Limitations, Restrictions & Known issues#
Kubernetes & Helm#
Streaming Sessions#
The number of active streams is determined by the number of GPU worker instances. To avoid performance issues, limit each GPU worker instance to a single stream.
No Multi-Namespace Installation on Cluster#
The Helm charts cannot be installed on multiple Kubernetes namespaces simultaneously on a single cluster. Currently, only one namespace is supported.
Performance#
Stream Latency#
To achieve low-latency streaming, make sure your API endpoints and microservices running in Kubernetes, as well as the browser-based clients, are located in the same geographical region.
Streaming Session Startup Times#
It generally takes 30 to 40 seconds for an application to start streaming. During the stream initialization, a 202
status code is returned when creating or retrieving the stream session’s parameters.
Shader Caching#
On the first use of the stack, it can take up to 15 minutes or more for the stream to become available. This delay occurs because the shader cache, hosted in memcached, is empty and needs to be populated during the initial run.
Similar delays can occur whenever new shaders are first encountered.
Dynamic Load Balancer Creation and Streaming Sessions#
Omniverse Kit App Streaming supports various options for routing a Omniverse Kit App stream through an NLB, from one NLB for all streams to an NLB per stream. The time to create an NLB and its DNS entry varies by platform, with most being several seconds.

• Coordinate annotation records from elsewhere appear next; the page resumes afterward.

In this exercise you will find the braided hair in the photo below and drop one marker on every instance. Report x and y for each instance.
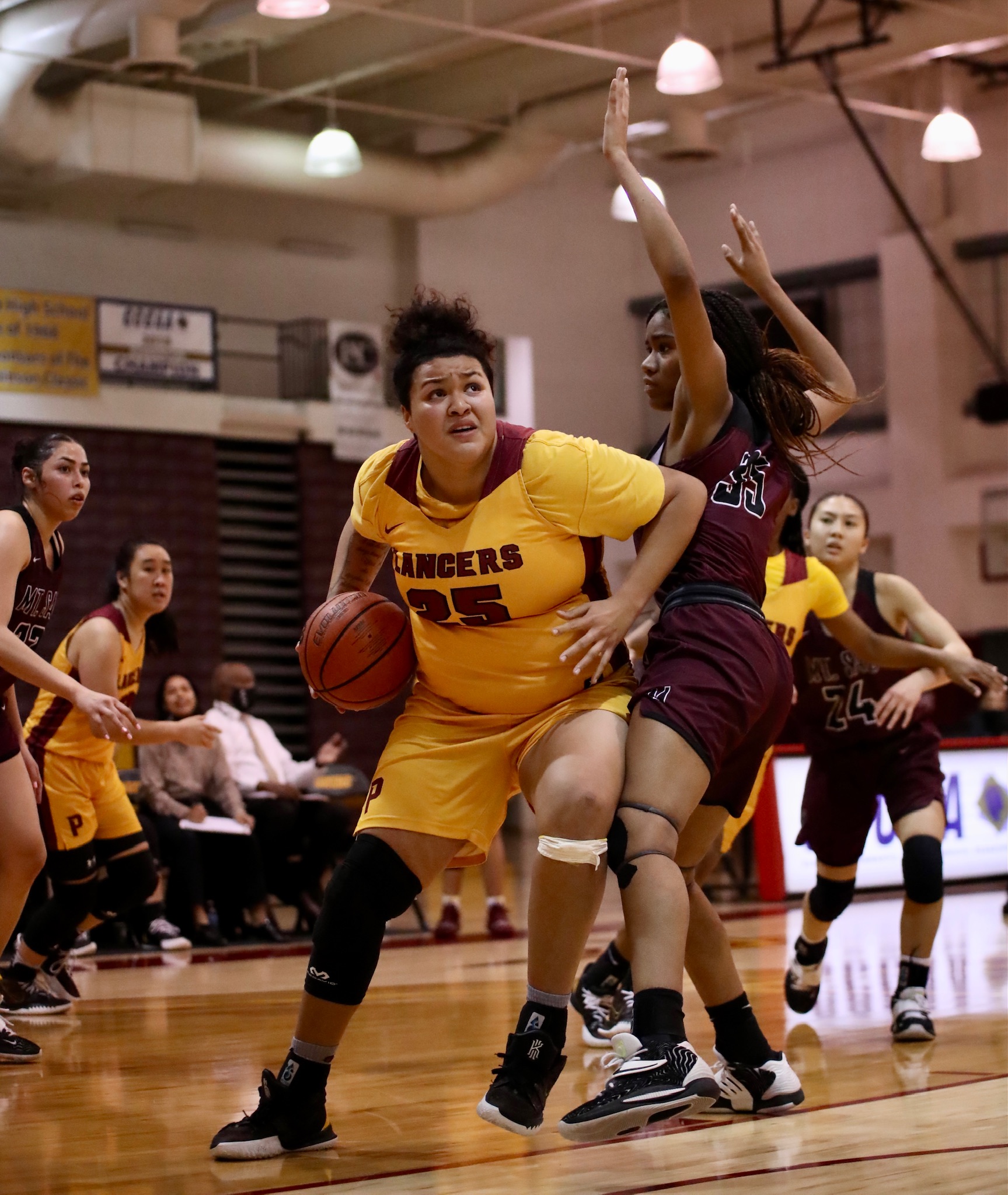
(772, 383)
(434, 327)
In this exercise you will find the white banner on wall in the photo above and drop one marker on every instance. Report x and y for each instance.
(357, 389)
(976, 838)
(156, 343)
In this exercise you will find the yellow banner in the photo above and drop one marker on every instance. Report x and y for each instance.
(47, 343)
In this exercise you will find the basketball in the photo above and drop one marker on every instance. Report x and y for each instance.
(357, 651)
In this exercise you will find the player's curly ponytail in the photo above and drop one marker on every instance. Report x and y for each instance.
(434, 327)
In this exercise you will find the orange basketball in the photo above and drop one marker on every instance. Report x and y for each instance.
(357, 651)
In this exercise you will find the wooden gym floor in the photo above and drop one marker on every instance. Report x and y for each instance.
(135, 1081)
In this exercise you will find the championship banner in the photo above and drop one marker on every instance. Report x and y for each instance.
(357, 390)
(976, 808)
(157, 344)
(47, 343)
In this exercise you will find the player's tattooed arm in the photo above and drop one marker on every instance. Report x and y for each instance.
(358, 561)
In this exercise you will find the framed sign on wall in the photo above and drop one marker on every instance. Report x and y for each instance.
(157, 344)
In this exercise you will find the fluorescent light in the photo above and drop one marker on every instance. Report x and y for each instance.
(688, 68)
(621, 207)
(333, 153)
(950, 138)
(292, 10)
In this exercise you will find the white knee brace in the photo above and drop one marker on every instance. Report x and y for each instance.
(573, 850)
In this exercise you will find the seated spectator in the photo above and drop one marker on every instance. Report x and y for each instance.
(190, 783)
(302, 836)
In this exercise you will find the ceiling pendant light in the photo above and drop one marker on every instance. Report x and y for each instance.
(950, 138)
(292, 10)
(621, 207)
(688, 68)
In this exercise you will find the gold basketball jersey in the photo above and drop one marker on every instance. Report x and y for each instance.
(484, 583)
(57, 726)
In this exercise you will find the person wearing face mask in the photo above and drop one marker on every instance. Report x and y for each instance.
(184, 783)
(301, 837)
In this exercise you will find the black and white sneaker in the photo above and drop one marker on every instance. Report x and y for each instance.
(163, 935)
(801, 986)
(55, 976)
(278, 1126)
(15, 1050)
(33, 1000)
(530, 1066)
(912, 1017)
(772, 1088)
(653, 1083)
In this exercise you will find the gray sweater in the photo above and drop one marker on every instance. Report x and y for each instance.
(175, 776)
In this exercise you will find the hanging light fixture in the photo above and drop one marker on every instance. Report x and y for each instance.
(688, 68)
(621, 207)
(292, 10)
(950, 138)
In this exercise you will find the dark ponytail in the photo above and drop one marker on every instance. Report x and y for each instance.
(162, 634)
(33, 455)
(791, 533)
(772, 383)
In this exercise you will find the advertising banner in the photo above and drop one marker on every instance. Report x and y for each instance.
(976, 837)
(47, 343)
(357, 389)
(157, 344)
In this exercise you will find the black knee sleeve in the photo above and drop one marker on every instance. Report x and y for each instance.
(922, 875)
(128, 882)
(72, 874)
(830, 898)
(369, 888)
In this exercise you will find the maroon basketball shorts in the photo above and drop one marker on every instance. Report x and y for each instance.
(843, 787)
(10, 743)
(719, 678)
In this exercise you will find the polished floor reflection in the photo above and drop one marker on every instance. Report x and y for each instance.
(135, 1081)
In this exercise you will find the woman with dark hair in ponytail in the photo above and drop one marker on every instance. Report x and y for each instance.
(88, 819)
(52, 481)
(717, 684)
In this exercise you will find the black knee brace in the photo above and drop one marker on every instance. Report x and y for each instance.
(369, 888)
(618, 838)
(830, 898)
(922, 876)
(127, 883)
(73, 875)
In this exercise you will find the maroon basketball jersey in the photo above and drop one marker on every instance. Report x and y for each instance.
(747, 485)
(35, 594)
(836, 691)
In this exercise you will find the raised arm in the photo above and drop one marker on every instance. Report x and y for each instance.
(752, 267)
(358, 561)
(702, 362)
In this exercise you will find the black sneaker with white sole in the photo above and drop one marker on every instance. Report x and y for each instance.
(912, 1017)
(801, 986)
(530, 1066)
(279, 1125)
(770, 1088)
(18, 1000)
(654, 1083)
(15, 1050)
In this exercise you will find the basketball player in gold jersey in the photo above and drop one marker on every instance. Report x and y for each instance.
(523, 684)
(88, 820)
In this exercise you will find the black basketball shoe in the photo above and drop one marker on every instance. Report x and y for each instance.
(772, 1088)
(530, 1066)
(16, 1050)
(280, 1125)
(801, 986)
(653, 1083)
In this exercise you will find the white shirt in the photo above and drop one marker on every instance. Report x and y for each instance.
(243, 759)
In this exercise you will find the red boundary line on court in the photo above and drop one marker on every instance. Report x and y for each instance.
(690, 1127)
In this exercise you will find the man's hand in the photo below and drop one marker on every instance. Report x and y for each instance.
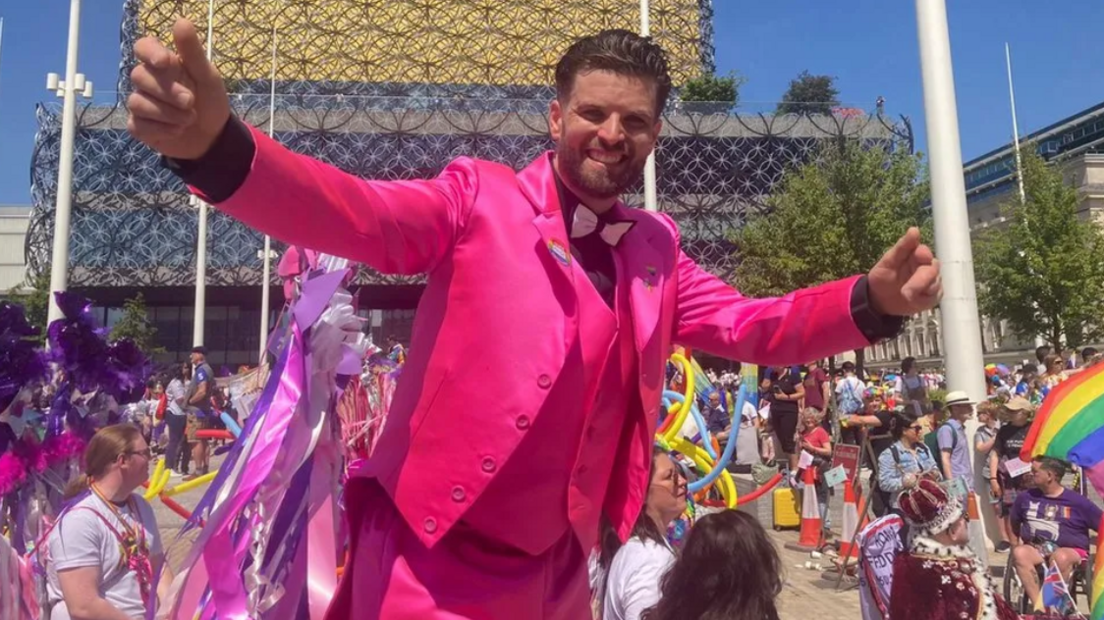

On AWS, the time to create an NLB and its DNS entry can take several minutes. In order to mitigate this cost, NVIDIA optionally supports creating an NLB pool in conjunction with an NLB management service.
Supported Browsers#
Chromium-based browsers, such as Google Chrome version 122 and above, are supported.
Security#
Network#
The Network Load Balancer (NLB) must be able to communicate with the GPU nodes over both UDP and TCP to forward the streaming traffic.
The GPU nodes do not need to be exposed externally and can reside in a private subnet.
Egress traffic from the Kubernetes cluster, particularly from the nodes running the streaming session service, must be able to communicate with the NLB. During stream creation, the streaming session service conducts an end-to-end check to verify that the route is properly initialized through the NLB.
If this is a security concern, it can be disabled in a follow-up.
For more information, review Flux’s security posture.
For AWS only (optional)
An IAM role and policy with permissions to create and manage AWS Network Load Balancer listeners and target groups is required.
An example policy is available in the provided resource documents.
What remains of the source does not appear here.